On non-convergent folksonomies
Inspired by Nurri’s Insa talk a few weeks back, I’ve been giving renewed thought to issues of classification, categorization, taxonomy and sorting of late. I know it’s not everybody’s cup of tea, but it’s still a question of enduring interest for me, personally and occasionally even professionally: how do people decide what category a given object belongs to? What constitutes centrality to a category? And why are some things still more than others “boundary objects” that seem to different observers to have entirely divergent characteristics or essences?
These are intractable questions even when applied to discrete material objects, but they spiral dizzyingly out of control when the “object” in question in something squishy…like, say, a blog. If you want an illustration of this, there’s no better place to turn than the social bookmarking service del.icio.us. Here’s a perfect example, one that’ll likely be familiar enough to you that you’ll grok my point easily, whatever your interest or lack of same in broader questions of taxonomy:
All of the following 386 people bookmarked what is essentially the same page to del.icio.us, the home page of my old v-2.org site:
– 42 who bookmarked
– 212 who bookmarked
– 67 who bookmarked
– and 65 who bookmarked
You’d think that with fairly robust samples to work from, all groups would agree what the site was about. This turns out to be largely the case:
– the first group thought the site was about
design, architecture, usability;
– the second (and by far the largest) group thought it concerned
design, blog, usability;
– the third and fourth both characterize it using the words
design, architecture, blog.
There’s obviously a high degree of overlap here: “design” appears atop all four lists, and, indeed, the site’s creator regards that as a perfectly accurate description. But what has always fascinated me, especially with such relatively generous sample sizes, is that there should be any variation at all between groups. Descriptors
theory appear in some but not all of the groups, and there are even outliers like
web2.0, which appear under only one heading. Why is it that all six people who (bizarrely, in my personal opinion) tagged the site
web2.0 chose to save the
http://v-2.org/ URL? What accounts for this?
Time seems to play some role. Bookmarks for
http://www.v-2.org/ (the group of 212) go back a full eighteen months earlier than any of the other variants, all of which start up in April or May of ’04. (This is another mystery to me, because as far as I’m aware all of those URLs returned the identical home page for the entire period under consideration.) The earlier bookmarkers were far more likely to characterize the site as a
blog or as relating to
IA, and that seems to make sense – I talked about those things a lot more back in the day. So a logical first-pass guess might be that bookmarkers on del.icio.us are accurately tracking the site’s content as it changed over time.
On the other hand, though, none of the cohort who bookmarked
http://v-2.org/index.php (i.e. preponderantly, more recently) thought the site had to do with
everyware, during a period when it began to focus on just that – and not a single one of them was apparently
inspired either, despite the appearance of that descriptor under two of the other headings, once fairly close to the top. There’s no logic that I could discern that might account for this.
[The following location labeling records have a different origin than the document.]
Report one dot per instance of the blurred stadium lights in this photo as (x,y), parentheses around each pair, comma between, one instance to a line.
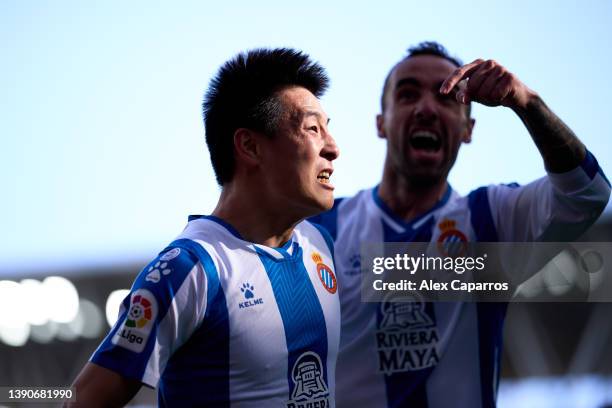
(44,311)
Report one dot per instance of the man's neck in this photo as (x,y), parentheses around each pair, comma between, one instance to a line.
(254,219)
(408,201)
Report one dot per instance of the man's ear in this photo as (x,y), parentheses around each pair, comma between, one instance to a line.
(380,126)
(247,146)
(467,137)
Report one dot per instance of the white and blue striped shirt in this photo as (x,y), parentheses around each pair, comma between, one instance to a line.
(219,321)
(449,353)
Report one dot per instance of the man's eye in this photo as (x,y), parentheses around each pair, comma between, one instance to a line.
(448,98)
(406,95)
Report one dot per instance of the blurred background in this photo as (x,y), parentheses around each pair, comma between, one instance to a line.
(103,155)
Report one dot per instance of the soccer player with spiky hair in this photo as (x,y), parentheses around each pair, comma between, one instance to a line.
(242,308)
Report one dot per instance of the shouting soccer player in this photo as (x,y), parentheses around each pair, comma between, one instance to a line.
(242,308)
(447,354)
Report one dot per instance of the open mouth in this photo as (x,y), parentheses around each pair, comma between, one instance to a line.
(324,176)
(425,140)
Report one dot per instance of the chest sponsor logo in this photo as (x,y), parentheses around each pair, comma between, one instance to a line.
(406,337)
(309,388)
(451,241)
(248,293)
(325,273)
(138,324)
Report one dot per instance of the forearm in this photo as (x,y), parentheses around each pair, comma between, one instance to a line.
(560,148)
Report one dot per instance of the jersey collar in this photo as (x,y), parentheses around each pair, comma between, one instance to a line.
(287,251)
(399,224)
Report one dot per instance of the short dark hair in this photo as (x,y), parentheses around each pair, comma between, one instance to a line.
(423,48)
(244,94)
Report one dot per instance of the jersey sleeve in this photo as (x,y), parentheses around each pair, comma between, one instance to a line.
(558,207)
(167,302)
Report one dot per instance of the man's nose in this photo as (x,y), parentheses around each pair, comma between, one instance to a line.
(426,109)
(330,149)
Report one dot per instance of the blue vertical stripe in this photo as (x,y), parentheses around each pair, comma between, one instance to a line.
(481,217)
(490,315)
(204,359)
(300,310)
(491,318)
(409,388)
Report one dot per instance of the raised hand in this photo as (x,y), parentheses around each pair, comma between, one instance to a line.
(489,83)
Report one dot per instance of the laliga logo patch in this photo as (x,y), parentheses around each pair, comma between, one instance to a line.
(325,273)
(137,326)
(451,241)
(309,388)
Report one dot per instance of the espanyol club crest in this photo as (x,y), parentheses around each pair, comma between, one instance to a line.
(325,273)
(309,387)
(451,241)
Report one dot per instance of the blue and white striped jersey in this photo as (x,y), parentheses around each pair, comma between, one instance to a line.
(448,355)
(218,321)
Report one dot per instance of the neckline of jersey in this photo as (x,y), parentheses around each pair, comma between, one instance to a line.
(277,253)
(416,221)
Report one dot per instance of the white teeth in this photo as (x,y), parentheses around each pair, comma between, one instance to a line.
(425,134)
This is just a single example, but you can find other good ones if you poke around del.icio.us some. In my ignorance, I almost want to assert this as a general, if loose, principle of all such bottom-up taxonomies: there is something operating that looks an awful lot like sensitive dependence on initial conditions, and different subgroups of a larger cohort – though apparently homogenous in composition – will eventually diverge significantly in their characterization of a given object.
People who know a lot more than me about classification and taxonomy are, of course, invited to blow this pet theory of mine to tiny little chunks. I’m still curious, though, what might produce such a divergent spread of descriptions for what remained essentially the same object at all times in question.